A feature mais aplaudida do re:Invent 2025 transforma a IA de “chat” em “arquiteto” com o Amazon Q Developer.
O emergente mercado de tecnologia tem visto um aumento significativo na adoção de ferramentas que incorporam inteligência artificial. Até o final de 2025, a maioria das ferramentas de IA para desenvolvedores (como Copilot ou o antigo CodeWhisperer) operava com uma “visão de túnel”. Elas conseguiam ver o arquivo aberto no editor e, talvez, as abas vizinhas. Isso resultava em sugestões de código sintaticamente corretas, mas arquiteturalmente desastrosas — como sugerir uma chamada a uma função que não existia em outro módulo.

Contexto Global vs. Local
A grande dor resolvida aqui é a “alucinação de contexto”. Antes, se você pedisse para mudar uma função na API, a IA não sabia que isso quebraria o frontend em React na outra pasta. Com o Amazon Q Developer Workspace Mode, o Amazon Q cria um Knowledge Graph do seu repositório. Ele entende que alterar a classe User.ts exige atualizar o arquivo de migração do banco e a interface no frontend.
O lançamento do Amazon Q Developer Workspace Mode no re:Invent mudou as regras do jogo. A AWS introduziu o conceito de “Contexto Global Indexado”. Ao ativar o modo Workspace, o Amazon Q varre o seu repositório local (seja ele um monorepo gigante ou microserviços dispersos) e cria um Knowledge Graph efêmero que mapeia as relações entre classes, funções, APIs e esquemas de banco de dados.
Agentic Refactoring: O Fim do “Find and Replace”
A funcionalidade mais impactante para o dia a dia é o Agentic Refactoring. Imagine que você precisa migrar a versão de uma biblioteca essencial (ex: atualizar o SDK da AWS da v3 para v4) em 50 microserviços. Em vez de fazer isso arquivo por arquivo, você pode instruir o Amazon Q: “Atualize o SDK da AWS para a versão mais recente em todo o projeto /src e ajuste o tratamento de erros para o novo padrão”. A IA não devolve um pedaço de código no chat. Ela gera um Diff Set (conjunto de alterações) em múltiplos arquivos simultaneamente. O papel do Engenheiro Sênior transforma-se: você deixa de ser o “digitador” para ser o “Revisor de Pull Request” da IA.
Segurança de Código e Privacidade
Um dos pontos altos do anúncio foi a postura da AWS sobre privacidade.

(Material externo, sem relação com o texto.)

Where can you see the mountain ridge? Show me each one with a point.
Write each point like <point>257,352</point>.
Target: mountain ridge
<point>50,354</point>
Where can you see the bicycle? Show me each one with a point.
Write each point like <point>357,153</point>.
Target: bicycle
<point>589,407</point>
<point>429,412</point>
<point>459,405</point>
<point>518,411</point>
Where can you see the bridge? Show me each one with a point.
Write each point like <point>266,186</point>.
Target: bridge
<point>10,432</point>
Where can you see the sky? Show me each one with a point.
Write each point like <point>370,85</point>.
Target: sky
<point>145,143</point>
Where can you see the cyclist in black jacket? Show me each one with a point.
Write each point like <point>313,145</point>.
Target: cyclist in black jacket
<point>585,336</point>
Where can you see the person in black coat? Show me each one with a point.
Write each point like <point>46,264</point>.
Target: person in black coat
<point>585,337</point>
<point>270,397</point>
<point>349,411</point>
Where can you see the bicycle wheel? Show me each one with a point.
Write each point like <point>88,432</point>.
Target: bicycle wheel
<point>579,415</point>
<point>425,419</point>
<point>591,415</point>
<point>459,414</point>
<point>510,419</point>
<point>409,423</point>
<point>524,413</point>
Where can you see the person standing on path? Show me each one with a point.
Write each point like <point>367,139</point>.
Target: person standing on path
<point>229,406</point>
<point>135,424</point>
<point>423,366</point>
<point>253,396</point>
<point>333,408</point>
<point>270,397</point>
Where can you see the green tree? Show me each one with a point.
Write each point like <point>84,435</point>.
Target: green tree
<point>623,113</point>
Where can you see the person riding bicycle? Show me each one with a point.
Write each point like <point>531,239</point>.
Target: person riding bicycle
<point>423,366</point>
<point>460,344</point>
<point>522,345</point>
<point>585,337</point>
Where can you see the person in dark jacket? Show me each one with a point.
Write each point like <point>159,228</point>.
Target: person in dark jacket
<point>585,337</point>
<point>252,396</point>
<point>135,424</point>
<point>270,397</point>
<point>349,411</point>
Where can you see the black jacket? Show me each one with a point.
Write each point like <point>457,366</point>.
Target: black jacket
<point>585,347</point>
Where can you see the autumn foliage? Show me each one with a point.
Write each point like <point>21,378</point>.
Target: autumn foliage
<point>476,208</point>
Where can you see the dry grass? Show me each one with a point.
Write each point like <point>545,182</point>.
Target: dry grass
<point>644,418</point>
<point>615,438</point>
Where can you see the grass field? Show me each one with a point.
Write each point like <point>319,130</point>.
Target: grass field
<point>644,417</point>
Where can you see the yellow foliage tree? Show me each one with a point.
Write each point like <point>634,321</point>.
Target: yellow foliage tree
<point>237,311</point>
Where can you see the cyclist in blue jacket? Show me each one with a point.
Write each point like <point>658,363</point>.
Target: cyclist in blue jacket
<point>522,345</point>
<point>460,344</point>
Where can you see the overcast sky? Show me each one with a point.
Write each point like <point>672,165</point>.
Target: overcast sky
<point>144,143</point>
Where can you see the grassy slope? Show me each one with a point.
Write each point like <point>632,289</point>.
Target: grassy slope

No modo Enterprise, o índice criado pelo Amazon Q Developer Workspace Mode é isolado no ambiente do cliente. A AWS garantiu contratualmente que o código proprietário da sua empresa nunca é utilizado para treinar os modelos fundacionais públicos (seja o Titan ou modelos da Anthropic). Isso desbloqueou a adoção da ferramenta em setores altamente regulados, como bancos e saúde, que até então proibiam assistentes de IA.
O Novo Fluxo de Trabalho em 2026
Testes com o Workspace Mode em um projeto legado em Java com 500 classes demostraram a capacidade da IA de “entender” a lógica de negócio antiga e sugerir refatorações para padrões modernos (como Records do Java 21) foi assustadora e brilhante. A conclusão é clara: desenvolvedores que dominarem a “engenharia de contexto” — saber explicar a arquitetura para o Amazon Q — terão uma produtividade 10x superior aos que continuam a codificar manualmente cada linha. O Workspace Mode não substitui o programador, mas aposenta a tarefa de “escrever código boilerplate”.
Essa abordagem faz parte das soluções de automação na AWS oferecidas pela KXC Partner.
Conclusão
O Workspace Mode marca a transição da “IA Generativa” para a “IA Agêntica” no desenvolvimento de software. Em 2026, a habilidade mais valiosa de um Senior Engineer não é escrever sintaxe, mas saber descrever arquitetura e revisar o trabalho de agentes de IA.